No, web crawlers will not read or obey a robots.txt file in a subdirectory. As described on the quasi-official robotstxt.org site:
Where to put it
The short answer: in the top-level directory of your web server.
or on Google's help pages (emphasis mine):
A
robots.txt
file is a file at the root of your site that indicates those parts of your site you don’t want accessed by search engine crawlers.
In any case, using robots.txt to hide sensitive pages from search results is a bad idea anyway, since search engines can index pages disallowed in robots.txt if other pages link to them. Or, as described on the Google help page linked above:
You should not use robots.txt as a means to hide your web pages from Google Search results. This is because other pages might point to your page, and your page could get indexed that way, avoiding the robots.txt file.

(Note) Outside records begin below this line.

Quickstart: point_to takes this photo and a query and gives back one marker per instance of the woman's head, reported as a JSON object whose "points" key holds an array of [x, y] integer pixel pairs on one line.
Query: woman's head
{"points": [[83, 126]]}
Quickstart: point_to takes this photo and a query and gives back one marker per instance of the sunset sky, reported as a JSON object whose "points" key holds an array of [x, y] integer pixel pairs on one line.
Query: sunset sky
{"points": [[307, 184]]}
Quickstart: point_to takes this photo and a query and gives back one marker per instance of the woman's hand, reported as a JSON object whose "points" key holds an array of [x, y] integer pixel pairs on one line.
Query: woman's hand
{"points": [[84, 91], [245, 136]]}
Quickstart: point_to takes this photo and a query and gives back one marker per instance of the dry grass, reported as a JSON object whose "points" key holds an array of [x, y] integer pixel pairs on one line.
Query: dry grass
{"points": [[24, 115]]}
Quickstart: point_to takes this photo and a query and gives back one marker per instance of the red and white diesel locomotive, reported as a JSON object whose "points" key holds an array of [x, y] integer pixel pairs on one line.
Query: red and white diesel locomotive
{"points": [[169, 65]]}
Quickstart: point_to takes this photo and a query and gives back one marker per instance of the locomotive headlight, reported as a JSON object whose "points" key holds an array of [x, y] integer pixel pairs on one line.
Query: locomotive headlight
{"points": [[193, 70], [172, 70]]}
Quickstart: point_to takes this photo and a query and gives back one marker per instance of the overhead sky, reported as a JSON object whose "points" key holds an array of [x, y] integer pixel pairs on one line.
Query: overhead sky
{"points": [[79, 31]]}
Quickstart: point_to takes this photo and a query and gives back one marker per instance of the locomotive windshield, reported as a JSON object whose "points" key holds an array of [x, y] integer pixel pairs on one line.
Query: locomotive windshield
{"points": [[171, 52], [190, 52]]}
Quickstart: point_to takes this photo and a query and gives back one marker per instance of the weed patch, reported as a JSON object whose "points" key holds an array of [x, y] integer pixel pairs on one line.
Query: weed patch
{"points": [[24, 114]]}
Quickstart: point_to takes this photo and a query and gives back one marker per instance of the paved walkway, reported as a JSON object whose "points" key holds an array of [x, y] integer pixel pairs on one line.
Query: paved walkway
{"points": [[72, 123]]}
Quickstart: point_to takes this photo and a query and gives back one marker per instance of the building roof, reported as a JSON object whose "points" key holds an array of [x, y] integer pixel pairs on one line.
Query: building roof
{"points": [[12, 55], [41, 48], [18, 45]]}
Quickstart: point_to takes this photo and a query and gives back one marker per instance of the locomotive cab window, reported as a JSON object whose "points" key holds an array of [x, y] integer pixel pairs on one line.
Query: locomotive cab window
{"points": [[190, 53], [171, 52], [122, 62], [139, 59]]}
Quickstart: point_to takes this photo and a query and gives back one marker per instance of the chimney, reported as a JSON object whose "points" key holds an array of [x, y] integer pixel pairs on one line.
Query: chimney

So what should you do instead?
You can let search engines crawl the pages (if they find them), but include a robots meta tag with the content
noindex,nofollow
. This will tell search engines not to index those pages even if they do find links to them, and not to follow any further links from those pages. (Of course, this will only work for HTML web pages.)For non-HTML resources, you can configure your web server (e.g. using an
.htaccess
file) to send the X-Robots-Tag HTTP header with the same content.You can set up password authentication to protect the sensitive pages. Besides protecting the pages from unauthorized human visitors, it will also effectively keep web crawlers away.
Your robots.txt
should be in the root directory and should not have any other name. According to the standard specification:
This file must be accessible via HTTP on the local URL "/robots.txt".